Ruling applied to social casino game could be extended more broadly as virtual currency is "a thing of value" under gambling laws

While the industry frets over new legislation covering loot boxes, it appears some games have been running afoul of existing gambling laws. As reported by Geekwire, the Ninth Circuit of U.S. Court of Appeals ruled that Big Fish Games' social casino game Big Fish Casino represented illegal gambling under the State of Washington's existing laws.

The original complaint was brought against then-Big Fish parent company Churchill Downs in 2015, by a woman who lost more than $1,000 in virtual chips playing Big Fish Casino. Under Washington law, anyone who loses "a thing of value" to an illegal gambling operation has legal ground to recover those losses.

A lower court ruled that virtual chips are not a thing of value, but the appeals court reversed that decision.

"Defendant-Appellee Churchill Downs, the game's owner and operator, has made millions of dollars off of Big Fish Casino," Judge Milan Smith wrote in the opinion. "However, despite collecting millions in revenue, Churchill Downs, like Captain Renault in Casablanca, purports to be shocked--shocked!--to find that Big Fish Casino could constitute illegal gambling. We are not. We therefore reverse the district court and hold that because Big Fish Casino's virtual chips are a 'thing of value,' Big Fish Casino constitutes illegal gambling under Washington law."

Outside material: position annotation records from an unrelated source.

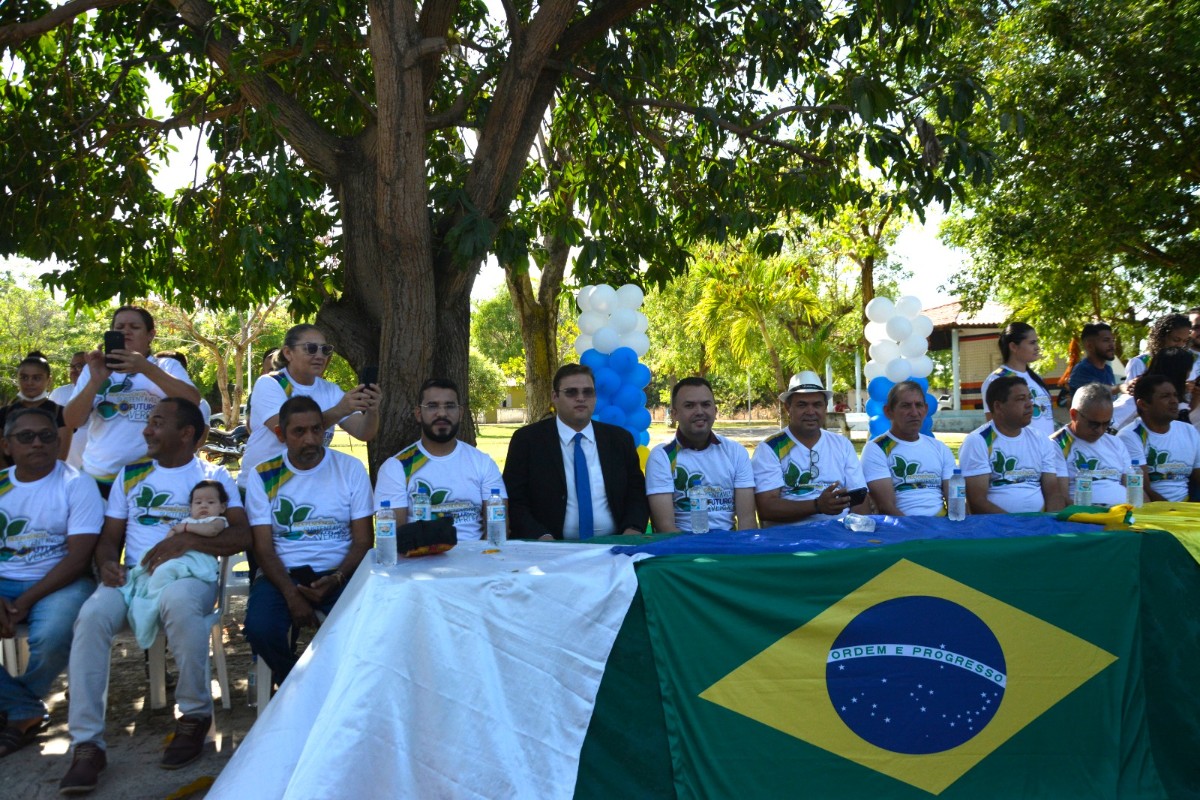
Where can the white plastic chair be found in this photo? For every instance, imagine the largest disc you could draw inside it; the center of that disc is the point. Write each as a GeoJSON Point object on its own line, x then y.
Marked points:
{"type": "Point", "coordinates": [227, 587]}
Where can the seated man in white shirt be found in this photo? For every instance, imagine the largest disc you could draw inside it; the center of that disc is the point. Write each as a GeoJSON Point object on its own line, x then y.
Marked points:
{"type": "Point", "coordinates": [1168, 450]}
{"type": "Point", "coordinates": [1008, 468]}
{"type": "Point", "coordinates": [907, 473]}
{"type": "Point", "coordinates": [457, 476]}
{"type": "Point", "coordinates": [805, 473]}
{"type": "Point", "coordinates": [311, 519]}
{"type": "Point", "coordinates": [1086, 447]}
{"type": "Point", "coordinates": [696, 453]}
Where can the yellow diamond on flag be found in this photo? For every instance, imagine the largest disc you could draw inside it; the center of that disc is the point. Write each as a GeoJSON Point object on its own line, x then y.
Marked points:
{"type": "Point", "coordinates": [912, 674]}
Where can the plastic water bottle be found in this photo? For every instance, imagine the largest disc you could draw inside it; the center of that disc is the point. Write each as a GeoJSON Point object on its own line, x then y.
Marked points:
{"type": "Point", "coordinates": [423, 510]}
{"type": "Point", "coordinates": [697, 500]}
{"type": "Point", "coordinates": [1133, 486]}
{"type": "Point", "coordinates": [385, 534]}
{"type": "Point", "coordinates": [859, 523]}
{"type": "Point", "coordinates": [957, 504]}
{"type": "Point", "coordinates": [1083, 489]}
{"type": "Point", "coordinates": [497, 527]}
{"type": "Point", "coordinates": [252, 683]}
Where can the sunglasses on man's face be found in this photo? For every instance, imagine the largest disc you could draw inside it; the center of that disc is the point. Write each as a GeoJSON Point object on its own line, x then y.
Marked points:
{"type": "Point", "coordinates": [312, 348]}
{"type": "Point", "coordinates": [46, 435]}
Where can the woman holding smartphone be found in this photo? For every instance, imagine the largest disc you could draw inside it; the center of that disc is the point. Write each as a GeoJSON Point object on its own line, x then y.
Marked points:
{"type": "Point", "coordinates": [118, 390]}
{"type": "Point", "coordinates": [301, 365]}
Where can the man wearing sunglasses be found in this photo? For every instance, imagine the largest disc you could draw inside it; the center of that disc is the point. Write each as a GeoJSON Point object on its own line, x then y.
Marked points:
{"type": "Point", "coordinates": [457, 477]}
{"type": "Point", "coordinates": [1086, 447]}
{"type": "Point", "coordinates": [570, 476]}
{"type": "Point", "coordinates": [51, 515]}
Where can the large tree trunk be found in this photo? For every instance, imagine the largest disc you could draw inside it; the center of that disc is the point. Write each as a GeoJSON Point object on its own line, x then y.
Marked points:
{"type": "Point", "coordinates": [538, 314]}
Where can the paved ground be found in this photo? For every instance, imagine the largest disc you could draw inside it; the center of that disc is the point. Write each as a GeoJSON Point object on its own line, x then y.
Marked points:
{"type": "Point", "coordinates": [136, 735]}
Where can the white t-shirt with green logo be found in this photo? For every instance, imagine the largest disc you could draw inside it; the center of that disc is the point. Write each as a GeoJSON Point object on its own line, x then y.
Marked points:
{"type": "Point", "coordinates": [721, 467]}
{"type": "Point", "coordinates": [37, 517]}
{"type": "Point", "coordinates": [119, 411]}
{"type": "Point", "coordinates": [915, 468]}
{"type": "Point", "coordinates": [1105, 459]}
{"type": "Point", "coordinates": [1014, 465]}
{"type": "Point", "coordinates": [781, 462]}
{"type": "Point", "coordinates": [153, 498]}
{"type": "Point", "coordinates": [310, 510]}
{"type": "Point", "coordinates": [457, 485]}
{"type": "Point", "coordinates": [1170, 456]}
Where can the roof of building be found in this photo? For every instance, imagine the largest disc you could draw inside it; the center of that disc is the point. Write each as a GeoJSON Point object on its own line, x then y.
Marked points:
{"type": "Point", "coordinates": [993, 314]}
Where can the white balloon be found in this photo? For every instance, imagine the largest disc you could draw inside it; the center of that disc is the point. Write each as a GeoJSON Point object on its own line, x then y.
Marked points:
{"type": "Point", "coordinates": [899, 370]}
{"type": "Point", "coordinates": [907, 306]}
{"type": "Point", "coordinates": [630, 296]}
{"type": "Point", "coordinates": [591, 322]}
{"type": "Point", "coordinates": [639, 342]}
{"type": "Point", "coordinates": [885, 352]}
{"type": "Point", "coordinates": [913, 346]}
{"type": "Point", "coordinates": [585, 298]}
{"type": "Point", "coordinates": [899, 329]}
{"type": "Point", "coordinates": [880, 310]}
{"type": "Point", "coordinates": [603, 299]}
{"type": "Point", "coordinates": [875, 332]}
{"type": "Point", "coordinates": [922, 326]}
{"type": "Point", "coordinates": [606, 340]}
{"type": "Point", "coordinates": [922, 366]}
{"type": "Point", "coordinates": [623, 320]}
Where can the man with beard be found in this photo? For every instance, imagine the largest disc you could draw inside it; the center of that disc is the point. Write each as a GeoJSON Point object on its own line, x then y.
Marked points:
{"type": "Point", "coordinates": [457, 477]}
{"type": "Point", "coordinates": [148, 498]}
{"type": "Point", "coordinates": [721, 465]}
{"type": "Point", "coordinates": [310, 515]}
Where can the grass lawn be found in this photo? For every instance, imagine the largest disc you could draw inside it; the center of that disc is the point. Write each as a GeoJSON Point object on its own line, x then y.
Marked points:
{"type": "Point", "coordinates": [493, 439]}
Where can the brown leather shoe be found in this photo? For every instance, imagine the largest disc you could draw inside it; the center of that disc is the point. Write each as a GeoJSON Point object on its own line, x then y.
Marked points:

Washington law defines gambling as "risking something of value upon the outcome of a contest of chance," while the definition of a thing of value includes any token directly or indirectly exchangeable for money, property, or "the extension of a service, entertainment, or a privilege of playing a game or scheme without charge."

While the ruling notes that Big Fish Casino allows users to transfer chips to one another, creating a mechanism for people to cash out in transactions set up through secondary "black market" operations, it explicitly rejected the argument that such a mechanism meets the criteria for the chips to be things of value. The reasoning for that part of the ruling was that Big Fish's terms of use specifically prohibit the sale of virtual chips.

Instead, the reason Big Fish Casino chips qualified as things of value was how they extend users' privilege of playing the games.

"The virtual chips, as alleged in the complaint, permit a user to play the casino games inside the virtual Big Fish Casino," the appellate court ruled. "They are a credit that allows a user to place another wager or re-spin a slot machine. Without virtual chips, a user is unable to play Big Fish Casino's various games."

Washington has been particularly vigilant when it comes to gambling in and around games. In 2016, the state's Gambling Commission ordered Valve to take action against third-party gambling sites using Steam for wagering through Counter-Strike: Global Offensive, noting one site handled $1 billion in illegal skins gambling in the span of just seven months. Earlier this year, state senator Kevin Ranker introduced a bill aimed at determining whether loot boxes in games constitute gambling.